Pero si en un momento este espacio sufrió un punto de inflexión fue después del temporal Gloria. Tras muchos años de retroceso, el agua del mar cada año comía más territorio en la desembocadura, a la vez que la fuerte presencia humana, especialmente en verano, empeoraba año tras año la calidad del espacio. El temporal, a pesar de los grandes efectos negativos que tuvo para la cuenca, aportó una gran cantidad de arena e hizo crecer, de nuevo, el espacio, ganando terreno al mar y haciendo crecer la laguna litoral.

Por tanto, se rompió una dinámica negativa de regresión del espacio y, además, en los meses posteriores, los ayuntamientos de Blanes y de Malgrat de Mar tomaron la importante decisión de limitar el acceso al espacio, prohibiendo la entrada a gran parte de la laguna.

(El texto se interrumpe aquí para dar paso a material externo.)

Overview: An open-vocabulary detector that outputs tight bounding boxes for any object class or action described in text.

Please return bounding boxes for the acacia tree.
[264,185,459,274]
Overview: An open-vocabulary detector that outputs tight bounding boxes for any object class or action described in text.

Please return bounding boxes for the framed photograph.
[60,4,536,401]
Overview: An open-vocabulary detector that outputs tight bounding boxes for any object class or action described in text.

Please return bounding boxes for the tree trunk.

Este hecho, a pesar de comportamientos incívicos de determinados ciudadanos que omiten los avisos, ha propiciado una recuperación importante del espacio, con más avistamientos de pájaros, algunos tan interesantes como los propios flamencos que se detienen allí durante su migración.

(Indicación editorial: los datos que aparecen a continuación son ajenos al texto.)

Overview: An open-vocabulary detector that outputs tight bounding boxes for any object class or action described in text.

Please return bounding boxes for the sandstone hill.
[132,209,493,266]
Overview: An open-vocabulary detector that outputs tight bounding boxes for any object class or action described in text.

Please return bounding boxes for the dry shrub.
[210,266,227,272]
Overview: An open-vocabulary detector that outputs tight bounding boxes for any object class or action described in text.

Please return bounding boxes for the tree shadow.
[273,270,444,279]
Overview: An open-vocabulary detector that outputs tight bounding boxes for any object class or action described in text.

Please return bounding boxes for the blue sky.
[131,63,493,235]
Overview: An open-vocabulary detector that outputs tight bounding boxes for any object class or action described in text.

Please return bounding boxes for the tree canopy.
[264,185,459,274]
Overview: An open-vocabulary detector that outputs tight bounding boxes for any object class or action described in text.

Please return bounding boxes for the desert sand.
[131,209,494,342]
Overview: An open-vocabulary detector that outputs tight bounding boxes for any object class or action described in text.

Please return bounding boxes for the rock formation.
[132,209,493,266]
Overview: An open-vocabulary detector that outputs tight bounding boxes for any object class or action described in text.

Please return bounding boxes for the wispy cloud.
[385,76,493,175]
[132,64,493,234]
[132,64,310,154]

Actualmente se han habilitado diversos puntos para la observación de la fauna, tanto en el municipio de Malgrat de Mar como en el de Blanes, tal y como ya os explicamos en este artículo. De hecho, desde la página web deltadelatordera, se ofrece una información muy interesante y detallada de estos puntos, así como de las zonas de aparcamiento. Asimismo, tal y como se indica en esta página web, en algunas librerías de la Selva y el Maresme se pueden encontrar pósteres de los pájaros de La Tordera, cuyos beneficios de la venta van destinados a colaborar con entidades locales que trabajan para conservar el entorno natural de La Tordera.

Esperamos que con este artículo os hayamos aportado información sobre este espacio tan interesante, os hayamos despertado la curiosidad y, sobre todo, os hayamos transmitido la necesidad de preservar el espacio y ayudar con los actos de cada uno a generar el mínimo impacto durante la visita.